Bess specializes in urban design and theory, with a particular interest in classical humanist urbanism in the context of modernity. With a view of cities and human flourishing informed by Aristotle, Aquinas, Tocqueville, and Henry George, he directs an ongoing studio-based “ideal city” project envisioning metropolitan Chicago as a 4,000-square-mile agrarian-urban unit at the bicentennial of Daniel Burnham’s 1909 Plan of Chicago.
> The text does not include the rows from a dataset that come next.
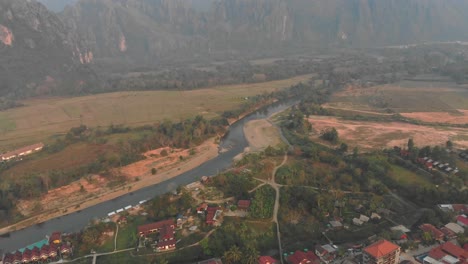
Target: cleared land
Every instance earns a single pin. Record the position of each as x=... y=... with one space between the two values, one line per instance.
x=430 y=102
x=440 y=117
x=376 y=135
x=88 y=192
x=405 y=97
x=41 y=118
x=260 y=134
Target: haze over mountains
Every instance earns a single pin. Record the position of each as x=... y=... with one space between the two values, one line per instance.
x=36 y=43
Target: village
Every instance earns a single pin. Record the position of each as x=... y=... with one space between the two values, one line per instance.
x=428 y=243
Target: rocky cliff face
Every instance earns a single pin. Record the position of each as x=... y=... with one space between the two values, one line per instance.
x=145 y=30
x=39 y=48
x=36 y=49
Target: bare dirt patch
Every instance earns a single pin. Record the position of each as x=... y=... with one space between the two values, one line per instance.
x=261 y=134
x=461 y=117
x=88 y=192
x=377 y=135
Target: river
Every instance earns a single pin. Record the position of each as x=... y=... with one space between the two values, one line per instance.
x=234 y=142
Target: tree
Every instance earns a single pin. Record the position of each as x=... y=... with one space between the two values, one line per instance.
x=355 y=152
x=233 y=255
x=449 y=144
x=251 y=255
x=410 y=144
x=343 y=148
x=330 y=135
x=427 y=238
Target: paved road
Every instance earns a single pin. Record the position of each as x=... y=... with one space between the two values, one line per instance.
x=277 y=187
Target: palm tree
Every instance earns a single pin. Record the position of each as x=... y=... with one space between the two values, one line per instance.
x=252 y=255
x=233 y=255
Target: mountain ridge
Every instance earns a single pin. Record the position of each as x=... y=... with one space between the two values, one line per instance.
x=42 y=52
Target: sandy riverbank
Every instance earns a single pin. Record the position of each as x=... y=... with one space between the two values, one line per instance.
x=88 y=192
x=260 y=134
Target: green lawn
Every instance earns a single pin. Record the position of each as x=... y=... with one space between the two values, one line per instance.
x=407 y=177
x=127 y=236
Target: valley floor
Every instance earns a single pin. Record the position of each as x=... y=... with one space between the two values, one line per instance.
x=72 y=198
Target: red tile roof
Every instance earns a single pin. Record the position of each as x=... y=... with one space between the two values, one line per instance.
x=148 y=228
x=169 y=243
x=455 y=250
x=381 y=248
x=437 y=253
x=463 y=219
x=243 y=204
x=460 y=208
x=19 y=151
x=55 y=236
x=436 y=233
x=300 y=257
x=211 y=212
x=267 y=260
x=448 y=233
x=449 y=249
x=166 y=232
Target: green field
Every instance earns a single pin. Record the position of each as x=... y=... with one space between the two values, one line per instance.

Professor Bess is the author of City Baseball Magic (1991), Inland Architecture (2000), and Till We Have Built Jerusalem (2006). His more than thirty journal essays on cities and architecture have appeared in publications such as CommunioAmerican AffairsThe ClassicistFirst ThingsThe Front Porch RepublicCommentPublic DiscourseSocietyThis WorldThe Christian CenturyThe Chicago Architecture JournalThe Journal of Markets and MoralityElysian Fields QuarterlyThe Minneapolis Review of Baseball, and the Bulletin of Science, Technology, & Society. He also does architectural “counter-projects” and offers design consultations as Thursday Associates. From 1987-1988 he was the director and principal designer of the Urban Baseball Park Design Project of the Society for American Baseball Research (SABR), and in Boston in August 2000 he directed and coordinated the ultimately successful “Save Fenway Park!” neighborhood design workshop, from which came contemporary Fenway’s famous “Monster Seats” and other prominent renovations.

Professor Bess’s research has been supported by grants from the National Endowment for the Arts, the Graham Foundation, the Historical Society of Boston University, and the Notre Dame Tocqueville Program. Since 2011 his graduate urban design studios have won six Charter Awards from the Congress for the New Urbanism, and in 2016 their Chicago 2109 work won the World Congress Excellence Award in Urban Design at the London meeting of the International Network for Traditional Building, Architecture & Urbanism (INTBAU). In 2013-2014, he was a William E. Simon Visiting Fellow in Religion and Public Life at Princeton University’s James Madison Program in American Ideals and Institutions, and in May 2015 he received the degree Doctor of Humane Letters honoris causa from the Dominican School of Philosophy and Theology in Berkeley, California.